Machine Learning, etc: 2009

Friday, August 21, 2009

Robust OCR in video

I used the "Robust OCR dataset" below to make a system for reading runner bibs in video. Standard ML techniques give fairly good results without much tweaking -- AdaBoost with stumps to go through all connected components (in thresholded image) and generate potential candidates, SVM/Gaussian kernel to classify those candidates into digits. Here's a screenshot and a video of this system in action.

Video

Wednesday, August 05, 2009

New Robust OCR dataset

I've collected this dataset for a project that involves automatically reading bibs in pictures of marathons and other races.

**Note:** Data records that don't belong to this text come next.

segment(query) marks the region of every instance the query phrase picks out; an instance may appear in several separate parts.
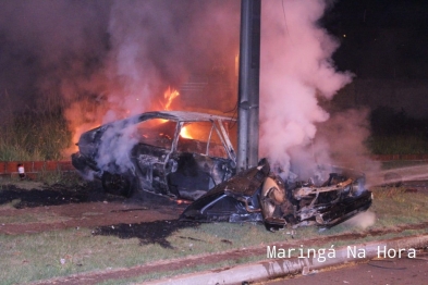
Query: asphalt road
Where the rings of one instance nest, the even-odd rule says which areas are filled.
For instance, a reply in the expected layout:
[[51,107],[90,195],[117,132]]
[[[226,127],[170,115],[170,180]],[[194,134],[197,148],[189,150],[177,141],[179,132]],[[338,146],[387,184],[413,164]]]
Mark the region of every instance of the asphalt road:
[[382,284],[424,285],[428,282],[428,255],[417,255],[415,259],[381,259],[366,263],[347,264],[341,268],[309,272],[262,284],[269,285],[334,285],[334,284]]

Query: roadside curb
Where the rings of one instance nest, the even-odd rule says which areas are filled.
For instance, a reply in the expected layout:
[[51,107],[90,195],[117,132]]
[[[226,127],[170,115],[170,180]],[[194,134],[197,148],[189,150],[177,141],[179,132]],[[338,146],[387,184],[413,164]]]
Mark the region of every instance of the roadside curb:
[[[348,262],[364,261],[380,257],[391,258],[393,253],[399,255],[400,249],[425,248],[428,246],[428,235],[418,235],[404,238],[394,238],[387,240],[370,241],[359,245],[348,245],[335,249],[334,258],[327,258],[320,261],[319,257],[305,258],[283,258],[271,259],[261,262],[237,265],[234,268],[225,268],[213,271],[205,271],[175,276],[172,278],[163,278],[154,282],[145,282],[149,285],[172,285],[172,284],[243,284],[243,282],[262,282],[277,277],[283,277],[289,274],[310,274],[313,270],[319,270],[328,267],[335,267]],[[350,253],[358,253],[353,256]],[[286,250],[286,249],[285,249]],[[364,257],[363,257],[364,252]],[[384,252],[384,253],[383,253]],[[391,253],[391,255],[389,255]],[[407,251],[401,252],[401,258],[407,258]],[[143,284],[143,283],[142,283]]]

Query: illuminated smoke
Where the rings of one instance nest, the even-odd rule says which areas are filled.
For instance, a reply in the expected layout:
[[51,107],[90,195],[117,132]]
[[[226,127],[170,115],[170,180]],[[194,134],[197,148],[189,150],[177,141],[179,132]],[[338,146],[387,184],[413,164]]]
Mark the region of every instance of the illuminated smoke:
[[262,2],[260,152],[284,174],[292,158],[305,172],[331,162],[329,141],[313,144],[317,124],[329,119],[318,98],[330,100],[352,79],[335,71],[338,41],[317,24],[325,9],[319,0]]
[[376,222],[376,214],[371,211],[366,211],[366,212],[358,213],[357,215],[351,218],[343,224],[348,226],[356,226],[365,230],[374,225],[375,222]]

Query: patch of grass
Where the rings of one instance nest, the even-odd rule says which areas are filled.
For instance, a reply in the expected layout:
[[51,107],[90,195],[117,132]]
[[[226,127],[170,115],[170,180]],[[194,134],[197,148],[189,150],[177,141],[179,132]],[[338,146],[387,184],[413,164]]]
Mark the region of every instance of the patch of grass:
[[426,154],[428,139],[421,135],[371,136],[368,148],[375,154]]
[[[370,211],[376,213],[376,221],[370,230],[396,228],[398,225],[411,225],[428,220],[428,196],[418,193],[405,193],[403,188],[375,188],[374,205]],[[46,218],[46,216],[45,216]],[[35,216],[35,219],[44,219]],[[181,228],[167,239],[172,248],[159,244],[140,244],[138,238],[121,239],[117,236],[91,234],[91,230],[52,231],[40,234],[9,236],[0,235],[0,278],[3,284],[21,284],[39,280],[65,276],[74,273],[105,271],[149,264],[160,260],[170,260],[196,255],[210,255],[228,250],[245,249],[271,245],[277,241],[298,244],[304,240],[317,240],[328,236],[348,233],[362,233],[367,230],[340,224],[331,230],[319,232],[316,226],[295,230],[294,239],[290,228],[271,233],[262,224],[207,223],[198,227]],[[404,231],[382,238],[427,233],[427,230]],[[379,236],[358,238],[355,243],[379,239]],[[334,246],[350,245],[352,240],[335,240]],[[330,247],[330,245],[328,245]],[[120,252],[120,253],[119,253]],[[255,260],[266,256],[254,257]],[[61,262],[62,260],[62,262]],[[230,261],[247,262],[246,257]],[[198,270],[222,267],[221,264],[200,265],[176,272],[154,273],[120,283],[129,284]]]
[[71,145],[62,111],[20,114],[1,125],[0,161],[61,160]]

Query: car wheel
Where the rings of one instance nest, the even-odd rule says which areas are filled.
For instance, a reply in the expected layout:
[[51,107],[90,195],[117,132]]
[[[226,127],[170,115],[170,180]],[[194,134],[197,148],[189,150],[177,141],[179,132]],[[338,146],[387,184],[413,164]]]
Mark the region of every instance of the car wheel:
[[129,174],[105,172],[101,177],[102,188],[112,195],[131,197],[133,178]]

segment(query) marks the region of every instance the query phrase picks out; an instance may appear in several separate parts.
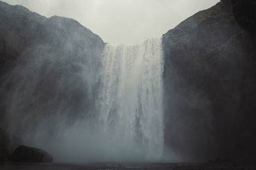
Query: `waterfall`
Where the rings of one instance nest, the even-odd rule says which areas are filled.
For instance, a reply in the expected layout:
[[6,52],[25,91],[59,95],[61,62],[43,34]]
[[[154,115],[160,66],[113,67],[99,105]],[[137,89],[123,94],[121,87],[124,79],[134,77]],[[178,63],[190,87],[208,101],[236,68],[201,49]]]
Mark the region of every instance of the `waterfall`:
[[163,151],[161,41],[107,44],[99,76],[97,103],[103,131],[114,147],[121,140],[120,147],[136,148],[125,152],[145,160],[159,160]]

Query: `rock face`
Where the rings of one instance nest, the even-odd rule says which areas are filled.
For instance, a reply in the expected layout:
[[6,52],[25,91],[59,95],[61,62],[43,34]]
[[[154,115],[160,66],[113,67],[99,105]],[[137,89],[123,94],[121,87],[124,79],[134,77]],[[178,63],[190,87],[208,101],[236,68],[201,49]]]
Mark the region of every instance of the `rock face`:
[[165,143],[185,160],[256,153],[256,46],[236,6],[221,1],[163,36]]
[[50,163],[52,157],[42,150],[21,145],[12,154],[12,161]]
[[105,45],[100,38],[73,19],[3,2],[0,20],[1,126],[14,135],[38,129],[53,135],[60,117],[68,125],[88,116]]
[[234,15],[238,25],[249,32],[255,32],[256,1],[232,0],[232,3]]

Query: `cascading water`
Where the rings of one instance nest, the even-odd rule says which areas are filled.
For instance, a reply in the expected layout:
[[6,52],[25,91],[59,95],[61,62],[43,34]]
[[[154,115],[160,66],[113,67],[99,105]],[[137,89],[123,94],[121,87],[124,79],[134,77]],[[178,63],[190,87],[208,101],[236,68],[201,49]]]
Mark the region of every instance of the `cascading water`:
[[97,107],[106,140],[144,160],[157,160],[163,151],[161,41],[108,44],[102,55]]

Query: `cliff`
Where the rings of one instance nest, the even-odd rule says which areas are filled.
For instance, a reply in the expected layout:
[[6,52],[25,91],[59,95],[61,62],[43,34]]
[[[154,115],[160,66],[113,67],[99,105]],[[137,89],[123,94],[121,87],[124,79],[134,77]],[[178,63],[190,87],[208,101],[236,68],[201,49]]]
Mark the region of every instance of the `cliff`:
[[185,160],[256,154],[255,22],[246,15],[253,11],[243,13],[246,7],[237,4],[246,2],[232,1],[199,11],[163,36],[165,143]]
[[89,113],[105,45],[100,38],[73,19],[1,1],[0,20],[0,128],[10,136],[53,135],[56,117],[69,117],[68,124]]

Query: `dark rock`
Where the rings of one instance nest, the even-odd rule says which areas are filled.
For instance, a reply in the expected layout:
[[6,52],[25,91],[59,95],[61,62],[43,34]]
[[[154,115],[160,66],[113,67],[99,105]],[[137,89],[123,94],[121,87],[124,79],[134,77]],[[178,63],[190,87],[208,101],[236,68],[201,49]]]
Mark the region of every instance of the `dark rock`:
[[40,149],[24,145],[19,146],[12,154],[13,162],[52,162],[50,153]]
[[256,0],[232,0],[232,3],[238,25],[248,31],[255,31]]
[[184,159],[256,152],[256,44],[237,20],[223,0],[163,36],[165,143]]
[[48,119],[53,135],[58,114],[70,124],[92,113],[101,38],[75,20],[1,1],[0,20],[0,125],[19,136]]

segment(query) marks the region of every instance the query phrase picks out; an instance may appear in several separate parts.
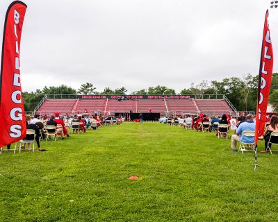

This dataset is larger than robust-reading dataset of ICDAR 2003 competition with about 20k digits and more uniform because it's digits-only. I believe it is more challenging than the MNIST digit recognition dataset.

I'm now making it publicly available in hopes of stimulating progress on the task of robust OCR. Use it freely, with only requirement that if you are able to exceed 80% accuracy, you have to let me know ;)

The dataset file contains raw data (images), as well as Weka-format ARFF file for simple set of features.

For completeness I include matlab script used to for initial pre-processing and feature extraction, Python script to convert space-separated output into ARFF format. Check "readme.txt" for more details.

Dataset

Sunday, July 12, 2009

machine vision resource

This seems to be a fairly comprehensive vision bibliography. I found a few articles on text localization there that I didn't find through scholar/citation following

http://www.visionbib.com/bibliography/contents.html